For his part, Paul also revisited old ground, starting from the premise that money backed by precious metals conveys “the true price of money,” as opposed to interest rates set by “the manipulation of central bankers.” He blamed central banks for disrupting market signals and feeding boom-and-bust cycles, and pointed out that the U.S. dollar has lost massive real-world buying power over the past century. Finally, he endorsed alternative currencies, and called for “exempting all transactions in precious metals and cryptocurrencies from capital gains taxes and other taxes.”
Cryptocurrency has become a ground for debates over the legitimacy of central banking. Arguably, crypto represents the first chance for a modern economy to explore legitimate alternatives to government money. America’s pre-Civil War system, with its 8,000 varieties of private currency, would be unworkable in a global economy. The gold standard, even if you think it’s a good idea, inherently lacks transparency. (Central-bank skepticism, it should also be noted, can too easily shade into anti-semitic conspiracy theory).

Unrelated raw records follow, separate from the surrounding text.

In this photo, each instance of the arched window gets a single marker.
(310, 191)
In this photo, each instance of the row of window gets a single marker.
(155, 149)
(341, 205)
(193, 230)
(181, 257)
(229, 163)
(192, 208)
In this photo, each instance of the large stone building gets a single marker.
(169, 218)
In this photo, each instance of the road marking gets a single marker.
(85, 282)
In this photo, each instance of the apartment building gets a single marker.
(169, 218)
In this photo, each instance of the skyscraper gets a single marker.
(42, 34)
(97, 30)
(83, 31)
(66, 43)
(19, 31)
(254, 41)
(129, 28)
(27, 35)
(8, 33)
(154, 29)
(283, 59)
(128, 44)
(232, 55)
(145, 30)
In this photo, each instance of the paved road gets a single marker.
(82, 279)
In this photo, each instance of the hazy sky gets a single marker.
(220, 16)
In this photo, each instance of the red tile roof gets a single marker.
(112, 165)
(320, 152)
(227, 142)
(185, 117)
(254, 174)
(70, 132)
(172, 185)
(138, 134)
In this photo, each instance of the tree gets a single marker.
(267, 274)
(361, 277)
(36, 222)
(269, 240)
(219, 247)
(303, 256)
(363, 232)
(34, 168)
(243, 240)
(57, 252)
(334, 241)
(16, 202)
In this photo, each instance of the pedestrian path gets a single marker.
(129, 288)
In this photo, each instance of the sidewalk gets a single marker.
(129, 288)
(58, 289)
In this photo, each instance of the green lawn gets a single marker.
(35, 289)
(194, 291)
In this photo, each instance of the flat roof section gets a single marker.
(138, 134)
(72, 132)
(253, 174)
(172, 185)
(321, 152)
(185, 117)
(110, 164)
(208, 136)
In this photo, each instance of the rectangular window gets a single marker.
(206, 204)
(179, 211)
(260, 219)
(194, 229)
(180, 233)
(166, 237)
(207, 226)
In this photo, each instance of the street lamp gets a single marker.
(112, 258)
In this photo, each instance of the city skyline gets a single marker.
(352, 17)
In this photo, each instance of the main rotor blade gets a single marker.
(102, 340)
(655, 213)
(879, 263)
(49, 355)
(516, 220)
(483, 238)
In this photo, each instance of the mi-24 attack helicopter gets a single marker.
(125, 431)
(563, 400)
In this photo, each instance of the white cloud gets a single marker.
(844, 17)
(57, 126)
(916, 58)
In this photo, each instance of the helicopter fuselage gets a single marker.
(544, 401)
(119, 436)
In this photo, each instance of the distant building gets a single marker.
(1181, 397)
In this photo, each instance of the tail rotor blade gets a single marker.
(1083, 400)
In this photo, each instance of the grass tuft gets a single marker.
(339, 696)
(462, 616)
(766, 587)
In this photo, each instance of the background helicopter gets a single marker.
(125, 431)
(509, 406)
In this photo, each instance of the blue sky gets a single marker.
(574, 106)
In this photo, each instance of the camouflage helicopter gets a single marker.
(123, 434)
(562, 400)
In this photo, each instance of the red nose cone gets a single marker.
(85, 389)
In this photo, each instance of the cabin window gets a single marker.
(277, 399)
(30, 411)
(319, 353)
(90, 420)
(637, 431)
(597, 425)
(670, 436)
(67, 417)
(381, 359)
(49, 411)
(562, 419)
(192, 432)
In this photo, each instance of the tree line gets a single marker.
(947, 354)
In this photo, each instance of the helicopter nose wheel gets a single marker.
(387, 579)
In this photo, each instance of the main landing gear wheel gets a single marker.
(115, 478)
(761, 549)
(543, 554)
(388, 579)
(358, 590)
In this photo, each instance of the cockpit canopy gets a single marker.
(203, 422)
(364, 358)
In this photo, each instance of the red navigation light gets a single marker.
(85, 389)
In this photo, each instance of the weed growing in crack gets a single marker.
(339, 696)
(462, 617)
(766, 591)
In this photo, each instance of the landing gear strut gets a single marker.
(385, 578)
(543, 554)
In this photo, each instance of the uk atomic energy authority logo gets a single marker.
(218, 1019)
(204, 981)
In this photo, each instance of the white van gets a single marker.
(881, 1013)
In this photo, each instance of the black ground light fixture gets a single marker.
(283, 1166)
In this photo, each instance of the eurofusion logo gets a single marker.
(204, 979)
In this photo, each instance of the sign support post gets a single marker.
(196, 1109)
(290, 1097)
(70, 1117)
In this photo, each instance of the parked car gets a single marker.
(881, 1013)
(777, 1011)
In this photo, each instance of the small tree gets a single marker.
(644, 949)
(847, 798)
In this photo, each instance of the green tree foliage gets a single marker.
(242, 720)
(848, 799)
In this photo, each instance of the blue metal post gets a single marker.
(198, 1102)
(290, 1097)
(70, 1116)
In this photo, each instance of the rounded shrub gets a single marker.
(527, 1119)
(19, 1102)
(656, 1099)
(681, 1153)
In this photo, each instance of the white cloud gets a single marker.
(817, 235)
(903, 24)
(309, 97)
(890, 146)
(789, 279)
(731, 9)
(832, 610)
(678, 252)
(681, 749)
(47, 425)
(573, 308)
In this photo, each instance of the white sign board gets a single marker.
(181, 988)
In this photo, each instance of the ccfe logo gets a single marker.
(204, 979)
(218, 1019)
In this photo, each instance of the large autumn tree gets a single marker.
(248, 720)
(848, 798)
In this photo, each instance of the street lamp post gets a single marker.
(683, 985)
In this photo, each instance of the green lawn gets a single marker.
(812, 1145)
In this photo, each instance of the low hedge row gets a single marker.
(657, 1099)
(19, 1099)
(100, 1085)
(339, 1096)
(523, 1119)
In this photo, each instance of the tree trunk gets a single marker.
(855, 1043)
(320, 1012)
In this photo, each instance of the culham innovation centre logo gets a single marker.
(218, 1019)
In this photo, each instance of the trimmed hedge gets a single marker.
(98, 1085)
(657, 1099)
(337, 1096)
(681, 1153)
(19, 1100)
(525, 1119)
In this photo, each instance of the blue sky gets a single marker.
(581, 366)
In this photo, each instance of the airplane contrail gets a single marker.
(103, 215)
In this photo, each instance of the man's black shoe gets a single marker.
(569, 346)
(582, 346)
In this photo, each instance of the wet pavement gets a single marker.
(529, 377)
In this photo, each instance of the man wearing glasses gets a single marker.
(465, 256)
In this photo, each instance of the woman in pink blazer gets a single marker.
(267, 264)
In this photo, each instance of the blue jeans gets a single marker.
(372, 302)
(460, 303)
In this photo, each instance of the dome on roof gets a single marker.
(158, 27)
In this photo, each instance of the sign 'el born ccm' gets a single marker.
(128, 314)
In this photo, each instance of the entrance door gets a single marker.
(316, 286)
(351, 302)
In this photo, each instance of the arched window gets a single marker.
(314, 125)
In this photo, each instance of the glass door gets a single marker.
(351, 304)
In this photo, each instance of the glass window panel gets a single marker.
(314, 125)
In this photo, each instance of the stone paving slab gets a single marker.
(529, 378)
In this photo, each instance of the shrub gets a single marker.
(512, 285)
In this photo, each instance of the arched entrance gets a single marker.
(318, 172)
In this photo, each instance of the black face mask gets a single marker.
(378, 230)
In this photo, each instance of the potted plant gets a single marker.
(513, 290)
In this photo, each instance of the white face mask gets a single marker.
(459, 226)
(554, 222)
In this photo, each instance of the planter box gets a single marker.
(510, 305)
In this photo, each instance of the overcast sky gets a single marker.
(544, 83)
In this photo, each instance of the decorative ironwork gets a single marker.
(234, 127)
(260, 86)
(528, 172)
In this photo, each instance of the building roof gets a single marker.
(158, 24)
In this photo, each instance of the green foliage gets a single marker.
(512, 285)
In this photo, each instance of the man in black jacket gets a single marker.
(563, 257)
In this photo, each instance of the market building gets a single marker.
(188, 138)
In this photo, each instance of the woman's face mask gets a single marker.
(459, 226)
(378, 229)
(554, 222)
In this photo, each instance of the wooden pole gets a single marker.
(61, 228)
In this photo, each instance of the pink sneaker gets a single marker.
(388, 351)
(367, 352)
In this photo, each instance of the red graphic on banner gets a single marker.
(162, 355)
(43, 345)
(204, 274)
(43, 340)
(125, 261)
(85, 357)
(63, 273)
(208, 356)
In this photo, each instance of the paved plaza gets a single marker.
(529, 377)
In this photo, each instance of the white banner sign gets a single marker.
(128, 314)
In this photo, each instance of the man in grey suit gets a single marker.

Under current U.S. rules, any purchase made using cryptocurrency requires the spender to note how much the price of the currency has fluctuated since it was acquired, then declare any gains or losses on year-end taxes. The resulting, nearly irresolvable complexity of paying taxes has been a frequent complaint among cryptocurrency adopters in recent years. Removing that hurdle, which doesn’t apply to foreign currencies, would give crypto a better chance to see if it’s a workable alternative to government-issued money.
But now more than ever, crypto boosters also have to grant that Yellen’s legal concerns are valid. Even if global banks and the Fed’s own paper cash are currently a bigger threat, the world doesn’t become a better place as cryptocurrency continues to give global criminals and rogue states more options for hiding and using their blood-soaked wealth.
The question that must be dealt with in coming years is whether it’s possible to preserve the upside of cryptocurrency highlighted by Paul, including its usefulness in countries with truly broken government monetary systems, while preventing the malign abuses that Yellen is rightly worried about. On a purely technical level, the answer may be no: Systems like Monero will never be able to distinguish the anonymous transaction of a pro-democracy activist from that of a drug lord. That could lead to a complicated endgame, in which crypto advocates get their Ron Paul-approved private money, while governments follow Yellen’s call for ever-stricter scrutiny of how it’s used.